Saul (Mandy Patinkin) prepares to leave the country and go into hiding, anticipating Carrie's testimony which would implicate him. However, a final conversation with his ex-wife, Mira (Sarita Choudhury), causes him to have a change of heart. Saul goes to Carrie's apartment; he lets himself in when Carrie does not answer the door. He notices a new correspondence from Max on Carrie's laptop and watches the video of Dar conferring with O'Keefe.

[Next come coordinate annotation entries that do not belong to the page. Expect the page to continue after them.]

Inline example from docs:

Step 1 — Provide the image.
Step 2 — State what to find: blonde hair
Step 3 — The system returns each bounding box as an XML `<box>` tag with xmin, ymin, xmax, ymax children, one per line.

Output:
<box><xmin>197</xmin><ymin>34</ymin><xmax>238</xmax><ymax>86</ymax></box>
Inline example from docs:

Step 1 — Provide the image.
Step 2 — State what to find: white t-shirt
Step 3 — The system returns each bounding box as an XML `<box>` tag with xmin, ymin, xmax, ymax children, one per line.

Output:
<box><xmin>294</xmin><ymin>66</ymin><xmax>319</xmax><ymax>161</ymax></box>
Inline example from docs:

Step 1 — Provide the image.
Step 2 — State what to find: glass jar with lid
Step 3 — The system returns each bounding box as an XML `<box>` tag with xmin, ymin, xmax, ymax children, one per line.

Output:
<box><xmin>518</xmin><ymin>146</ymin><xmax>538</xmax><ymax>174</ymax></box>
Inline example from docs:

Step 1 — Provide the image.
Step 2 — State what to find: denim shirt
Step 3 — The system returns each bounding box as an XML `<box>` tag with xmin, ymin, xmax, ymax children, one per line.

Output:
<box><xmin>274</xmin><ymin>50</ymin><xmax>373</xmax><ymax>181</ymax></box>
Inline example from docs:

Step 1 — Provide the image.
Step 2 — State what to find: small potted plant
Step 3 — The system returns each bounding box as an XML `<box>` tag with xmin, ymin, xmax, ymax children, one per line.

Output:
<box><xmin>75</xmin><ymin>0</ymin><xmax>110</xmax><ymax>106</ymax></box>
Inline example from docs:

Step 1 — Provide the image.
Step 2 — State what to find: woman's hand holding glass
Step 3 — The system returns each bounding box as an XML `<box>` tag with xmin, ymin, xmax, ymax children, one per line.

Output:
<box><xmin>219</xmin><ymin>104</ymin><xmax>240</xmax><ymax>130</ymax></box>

Carrie (Claire Danes) gets dropped off to submit her deposition. Her driver makes a suspicious comment about confirming her appointment with child services to visit Frannie. Carrie calls and learns that the appointment was cancelled due to Frannie coming down with a fever. She gets sworn in but suddenly aborts the deposition and leaves. Rob (Hill Harper) demands an explanation, to which Carrie responds "my kid is sick. They still won't let me see her". Keane visits Carrie. Unable to change Carrie's mind, Keane is able to surmise that Carrie is being blackmailed by Dar Adal. Not long after cancelling the deposition, Carrie hears from child services that there was a mistake, and she is allowed to see Frannie as scheduled. Upon returning home, Carrie is approached by Clarice (Mickey O'Hagan) who brings her to see Quinn. Quinn shows Carrie that he has secured a vantage point next door to the "flag house" with a sniper rifle pointed at the men inside.

== Production ==
The episode was directed by executive producer Michael Klick and written by showrunner Alex Gansa.

== Reception ==
=== Reviews ===

The episode received an approval rating of 100% with an average score of 8.12 out of 10 on the review aggregator Rotten Tomatoes, with the site's consensus stating "'The Flag House' propels Homelands main characters to turning points in their respective arcs, positioning the show's heroes for an inevitable showdown in the final act".

Ethan Renner of The Baltimore Sun gave the episode a very positive review, stating "This was the latest in a series of excellent Homeland episodes, and one of the show's better outings since the incredible first season" Aaron Riccio of Slant Magazine described the scene of Keane reacting to the video of her son "one of Homelands rawest emotional moments to date". Brian Tallerico of New York Magazine rated the episode 4 out of 5 stars. Tallerico wrote "At its best, the show humanizes those in positions of power, and that’s what happens with the Carrie and Keane arcs in 'The Flag House'" and of Elizabeth Marvel's performance "Marvel beautifully sells both the deep emotion and the righteous fury of this betrayal of Andrew’s memory and bravery".

=== Ratings ===
The original broadcast was watched by 1.43 million viewers.